Taxpayer purchased property located at 120 N. Broadway in October, 1953, subsequent to the threat of condemnation but prior to the actual condemnation. Although the purchase of this property was consummated well within the applicable reinvestment period, the Tax Court nevertheless declined to treat it as replacement property for the reason that taxpayer did not have the requisite intention of purchasing this property for the purpose of replacing the condemned airport property.5
Basically a fact question was presented to the Tax Court. We are not disposed to disturb findings of fact on review unless clearly erroneous. Rule 52(a), Fed.R.Civ.P.; Commissioner of Internal Revenue v. Duberstein, 363 U.S. 278, 291, 80 S.Ct. 1190, 4 L.Ed.2d 1218 (1960); Loco Realty Company v. Commissioner of Internal Revenue, 306 F.2d 207, 209 (8th Cir. 1962). We find substantial evidence on the record in support of the Tax Court's findings and its disposition of this issue. The evidence, in our view, negatives an intention on the part of taxpayer to replace condemned property at the time of the 120 N. Broadway purchase, and suggests that taxpayer formulated his replacement intent some years later to expedite his difficulties with the Internal Revenue Service. Moreover, taxpayer's failure on his original returns and on his amended 1958 return to adjust the basis of the 120 N. Broadway property for any unrecognized gain, as required by Section 1033(c), is clearly inconsistent with a replacement intent at the time of purchase.
Accordingly, the decision of the Tax Court is in all respects affirmed.
Section 1033(a), 26 U.S.C. § 1033(a) (1954), in general pertains to the non-recognition of gain attributable to certain involuntary conversions at the taxpayer's election
Taxpayer asserts, however, that his failure to declare these items as income constituted an election on his part to apply the nonrecognition provisions of § 1033 (a) to such income. We agree. A taxpayer need not make an affirmative election regarding the nonrecognition of gain under § 1033(a) of the 1954 Code. The regulations explicitly state that a failure to include gain on an involuntary conversion in gross income reported on a tax return will be deemed an election to have the nonrecognition provisions of § 1033 (a) apply. Treas.Reg. § 1.1033(a)-2(c) (2)
Section 1033(c) provides:
"* * * In the case of property purchased by the taxpayer in a transaction described in subsection (a) (3) which resulted in the nonrecognition of any part of the gain realized as the result of a compulsory or involuntary conversion, the basis shall be the cost of such property decreased in the amount of the gain not so recognized; * * *"
The record discloses that taxpayer executed the warranty deed in 1959 at the request of his attorney, and not at the request of the condemning authorities.

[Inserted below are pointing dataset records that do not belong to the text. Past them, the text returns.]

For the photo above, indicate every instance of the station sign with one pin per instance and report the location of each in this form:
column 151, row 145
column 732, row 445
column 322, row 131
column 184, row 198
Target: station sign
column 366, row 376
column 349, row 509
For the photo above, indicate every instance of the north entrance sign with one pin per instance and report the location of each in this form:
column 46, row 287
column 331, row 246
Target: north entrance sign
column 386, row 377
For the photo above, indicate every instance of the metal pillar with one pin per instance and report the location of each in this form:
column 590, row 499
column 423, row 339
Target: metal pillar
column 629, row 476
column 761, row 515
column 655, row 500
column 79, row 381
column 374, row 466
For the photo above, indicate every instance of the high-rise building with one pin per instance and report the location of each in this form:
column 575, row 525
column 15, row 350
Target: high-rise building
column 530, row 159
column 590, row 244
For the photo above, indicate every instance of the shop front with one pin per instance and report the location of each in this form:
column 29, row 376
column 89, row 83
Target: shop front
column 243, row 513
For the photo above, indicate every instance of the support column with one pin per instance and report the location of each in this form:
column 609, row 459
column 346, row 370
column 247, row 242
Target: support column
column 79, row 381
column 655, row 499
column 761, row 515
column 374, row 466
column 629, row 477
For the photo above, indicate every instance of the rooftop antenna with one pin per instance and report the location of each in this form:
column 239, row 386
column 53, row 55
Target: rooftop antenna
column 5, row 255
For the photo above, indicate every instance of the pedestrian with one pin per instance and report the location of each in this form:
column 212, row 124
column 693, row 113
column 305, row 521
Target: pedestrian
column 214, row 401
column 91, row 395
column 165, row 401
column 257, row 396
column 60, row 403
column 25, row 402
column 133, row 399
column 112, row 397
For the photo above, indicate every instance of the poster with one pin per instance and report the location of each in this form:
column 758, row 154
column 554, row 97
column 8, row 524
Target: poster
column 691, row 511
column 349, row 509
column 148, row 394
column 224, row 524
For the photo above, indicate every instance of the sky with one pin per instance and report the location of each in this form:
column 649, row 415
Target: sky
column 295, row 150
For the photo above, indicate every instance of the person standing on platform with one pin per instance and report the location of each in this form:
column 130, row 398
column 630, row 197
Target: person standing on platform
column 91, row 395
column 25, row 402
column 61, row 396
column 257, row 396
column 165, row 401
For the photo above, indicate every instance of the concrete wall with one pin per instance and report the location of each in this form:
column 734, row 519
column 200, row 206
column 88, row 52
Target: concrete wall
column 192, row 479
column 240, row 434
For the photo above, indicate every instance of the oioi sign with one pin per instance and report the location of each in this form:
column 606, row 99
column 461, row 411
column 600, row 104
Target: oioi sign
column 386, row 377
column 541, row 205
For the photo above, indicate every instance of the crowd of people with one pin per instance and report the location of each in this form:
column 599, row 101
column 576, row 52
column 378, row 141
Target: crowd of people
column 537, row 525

To allow taxpayer to determine by his own unilateral action, as the record suggests, when title passes in order to fix the date of the "sale or exchange" and the realization of gain would effectively circumvent the provisions of § 1033(a) (3) (B) (i)
Section 1033(a) (3) (A) provides in pertinent part:
"Nonrecognition of gain. — If the taxpayer, * * * for the purpose of replacing the property so converted, purchases other property * * *, at the election of the taxpayer [recognition of] the gain shall be [deferred]." (Emphasis added).